Going back five years to the months leading up to BES’ tumultous implosion – which led to a €4.9 billion bailout that is still having repercussions today – it’s clear that Cavaco Silva supported the bank all the way through to its final moments.
In July, a month before BES went to the wall, he was telling Portuguese citizens that they “could trust” in the bank.

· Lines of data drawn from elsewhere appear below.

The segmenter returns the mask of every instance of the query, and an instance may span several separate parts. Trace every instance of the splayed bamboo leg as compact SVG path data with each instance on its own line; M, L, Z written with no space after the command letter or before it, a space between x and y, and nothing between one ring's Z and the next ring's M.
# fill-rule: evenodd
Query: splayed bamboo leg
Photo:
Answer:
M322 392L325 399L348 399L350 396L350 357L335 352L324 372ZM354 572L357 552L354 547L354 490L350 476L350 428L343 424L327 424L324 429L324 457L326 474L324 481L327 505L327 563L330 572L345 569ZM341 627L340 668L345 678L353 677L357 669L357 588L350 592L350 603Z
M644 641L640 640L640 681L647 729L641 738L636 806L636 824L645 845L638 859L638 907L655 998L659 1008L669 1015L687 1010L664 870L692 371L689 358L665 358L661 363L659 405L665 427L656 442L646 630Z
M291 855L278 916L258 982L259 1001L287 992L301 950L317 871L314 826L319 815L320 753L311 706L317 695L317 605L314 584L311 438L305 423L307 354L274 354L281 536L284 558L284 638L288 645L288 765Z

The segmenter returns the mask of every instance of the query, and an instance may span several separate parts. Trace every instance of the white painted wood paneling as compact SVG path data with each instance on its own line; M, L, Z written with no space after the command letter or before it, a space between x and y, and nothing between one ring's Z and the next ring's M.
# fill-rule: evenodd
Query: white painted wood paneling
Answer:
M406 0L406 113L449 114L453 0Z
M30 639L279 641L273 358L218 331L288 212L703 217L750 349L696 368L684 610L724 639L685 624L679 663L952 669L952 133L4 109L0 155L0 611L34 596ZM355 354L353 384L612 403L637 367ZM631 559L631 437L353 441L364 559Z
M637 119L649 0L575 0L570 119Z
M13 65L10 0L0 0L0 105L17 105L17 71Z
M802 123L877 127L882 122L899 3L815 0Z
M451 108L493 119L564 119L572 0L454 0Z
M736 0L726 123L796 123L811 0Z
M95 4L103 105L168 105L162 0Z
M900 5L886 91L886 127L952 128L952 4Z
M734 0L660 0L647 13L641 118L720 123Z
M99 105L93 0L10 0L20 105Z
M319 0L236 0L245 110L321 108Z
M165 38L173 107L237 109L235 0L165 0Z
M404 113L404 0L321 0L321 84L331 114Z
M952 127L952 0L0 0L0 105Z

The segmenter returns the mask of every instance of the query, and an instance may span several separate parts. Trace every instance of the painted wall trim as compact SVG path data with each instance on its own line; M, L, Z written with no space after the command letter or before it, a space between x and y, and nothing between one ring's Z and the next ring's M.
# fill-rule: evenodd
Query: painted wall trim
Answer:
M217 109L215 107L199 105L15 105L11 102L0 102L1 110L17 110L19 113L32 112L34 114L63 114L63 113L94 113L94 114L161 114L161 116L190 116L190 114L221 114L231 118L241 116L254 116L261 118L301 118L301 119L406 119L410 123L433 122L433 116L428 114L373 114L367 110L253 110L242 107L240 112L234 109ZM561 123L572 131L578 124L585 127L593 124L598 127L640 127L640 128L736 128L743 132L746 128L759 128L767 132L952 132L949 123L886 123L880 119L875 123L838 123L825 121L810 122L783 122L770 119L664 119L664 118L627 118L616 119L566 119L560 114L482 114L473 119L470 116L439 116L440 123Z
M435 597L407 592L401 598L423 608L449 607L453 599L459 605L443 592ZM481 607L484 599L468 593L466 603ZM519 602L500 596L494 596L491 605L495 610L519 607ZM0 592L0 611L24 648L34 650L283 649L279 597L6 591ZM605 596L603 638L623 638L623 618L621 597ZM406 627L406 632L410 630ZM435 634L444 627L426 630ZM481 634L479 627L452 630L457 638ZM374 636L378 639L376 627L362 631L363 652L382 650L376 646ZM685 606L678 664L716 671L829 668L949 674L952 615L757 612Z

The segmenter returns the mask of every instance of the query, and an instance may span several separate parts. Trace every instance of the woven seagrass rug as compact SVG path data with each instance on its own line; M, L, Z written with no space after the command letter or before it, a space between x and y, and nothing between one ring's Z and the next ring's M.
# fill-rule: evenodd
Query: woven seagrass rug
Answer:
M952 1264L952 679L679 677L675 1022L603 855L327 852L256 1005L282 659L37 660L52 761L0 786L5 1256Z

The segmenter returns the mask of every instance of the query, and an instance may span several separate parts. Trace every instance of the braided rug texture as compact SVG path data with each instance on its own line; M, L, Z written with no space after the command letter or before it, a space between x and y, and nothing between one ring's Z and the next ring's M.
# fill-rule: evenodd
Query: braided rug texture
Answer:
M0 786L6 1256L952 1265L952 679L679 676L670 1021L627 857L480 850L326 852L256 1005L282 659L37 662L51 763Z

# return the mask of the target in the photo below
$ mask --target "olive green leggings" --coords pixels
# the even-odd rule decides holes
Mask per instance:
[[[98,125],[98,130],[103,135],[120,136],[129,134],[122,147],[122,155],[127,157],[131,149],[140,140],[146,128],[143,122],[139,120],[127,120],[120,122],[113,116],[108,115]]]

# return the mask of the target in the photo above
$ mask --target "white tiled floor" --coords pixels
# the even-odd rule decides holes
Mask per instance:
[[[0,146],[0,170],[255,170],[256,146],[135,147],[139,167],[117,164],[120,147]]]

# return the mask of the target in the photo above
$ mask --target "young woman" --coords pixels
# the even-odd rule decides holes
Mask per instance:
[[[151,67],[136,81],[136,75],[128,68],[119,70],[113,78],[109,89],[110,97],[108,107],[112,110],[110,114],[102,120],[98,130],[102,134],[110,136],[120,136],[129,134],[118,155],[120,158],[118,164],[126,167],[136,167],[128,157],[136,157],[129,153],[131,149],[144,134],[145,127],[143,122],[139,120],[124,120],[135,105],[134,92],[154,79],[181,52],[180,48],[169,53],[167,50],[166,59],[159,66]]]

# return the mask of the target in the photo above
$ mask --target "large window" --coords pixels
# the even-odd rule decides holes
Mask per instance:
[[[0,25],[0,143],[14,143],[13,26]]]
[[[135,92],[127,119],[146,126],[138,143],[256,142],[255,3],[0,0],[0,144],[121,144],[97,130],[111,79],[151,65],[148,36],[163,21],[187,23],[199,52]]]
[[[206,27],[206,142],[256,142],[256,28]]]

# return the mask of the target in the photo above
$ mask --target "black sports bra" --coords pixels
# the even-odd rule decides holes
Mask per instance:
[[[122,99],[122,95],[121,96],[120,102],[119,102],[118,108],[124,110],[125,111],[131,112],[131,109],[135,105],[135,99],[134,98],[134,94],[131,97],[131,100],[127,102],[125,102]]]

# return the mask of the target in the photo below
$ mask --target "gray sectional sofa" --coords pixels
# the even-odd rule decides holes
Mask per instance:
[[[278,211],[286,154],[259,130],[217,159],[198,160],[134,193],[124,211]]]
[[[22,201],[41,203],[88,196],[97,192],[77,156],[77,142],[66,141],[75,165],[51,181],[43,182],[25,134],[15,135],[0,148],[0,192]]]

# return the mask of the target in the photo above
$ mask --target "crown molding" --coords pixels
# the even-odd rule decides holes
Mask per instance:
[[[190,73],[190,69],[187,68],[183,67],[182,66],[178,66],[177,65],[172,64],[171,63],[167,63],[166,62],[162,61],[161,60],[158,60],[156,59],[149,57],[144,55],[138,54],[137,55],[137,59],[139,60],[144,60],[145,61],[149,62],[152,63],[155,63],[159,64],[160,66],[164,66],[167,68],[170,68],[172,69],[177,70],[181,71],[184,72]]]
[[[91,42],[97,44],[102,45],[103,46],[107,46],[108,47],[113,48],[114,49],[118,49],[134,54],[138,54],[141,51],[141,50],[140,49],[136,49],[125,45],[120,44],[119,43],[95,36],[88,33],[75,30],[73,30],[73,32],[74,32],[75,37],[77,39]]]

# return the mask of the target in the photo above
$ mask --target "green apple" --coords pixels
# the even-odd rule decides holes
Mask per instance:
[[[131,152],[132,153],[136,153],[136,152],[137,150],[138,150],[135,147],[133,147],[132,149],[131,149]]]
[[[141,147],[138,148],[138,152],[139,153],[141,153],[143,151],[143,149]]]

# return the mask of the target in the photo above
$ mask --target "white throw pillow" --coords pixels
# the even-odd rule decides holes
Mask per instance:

He had seen the figures, he said, and he was quite convinced that BES had enough cash in reserve to cover any adverse exposure.
Cavaco also applauded the way in which the Bank of Portugal was dealing with the situation.
When one considers the agony that befell so many small investors, and the criticism that came to be levelled against the Bank of Portugal, very little of what Cavaco Silva said ended up ringing true.
ECO adds that in the year he won his second term in the presidency, BES registered losses of 109 million euros.
Cavaco Silva “becomes irritated seeing name associated with Salgado”
This morning tabloid Correio da Manhã reports that its journalists caught up with the former two-term president on Thursday and questioned him over Sábado’s allegations.
Cavaco became “visibly irritated”, says the paper, guaranteeing that he was never involved in the accounts of his party.
When CM quizzed him on “whether his friendship with Ricardo Salgado influenced affirmations he made in 2014, telling Portuguese people that they could trust the bank, the former president retorted: ‘I never had any kind of friendship with Ricardo Salgado”.
The paper says Cavaco Silva then appeared to walk away, only to return to stress: “My memory knows word for word everything I did”.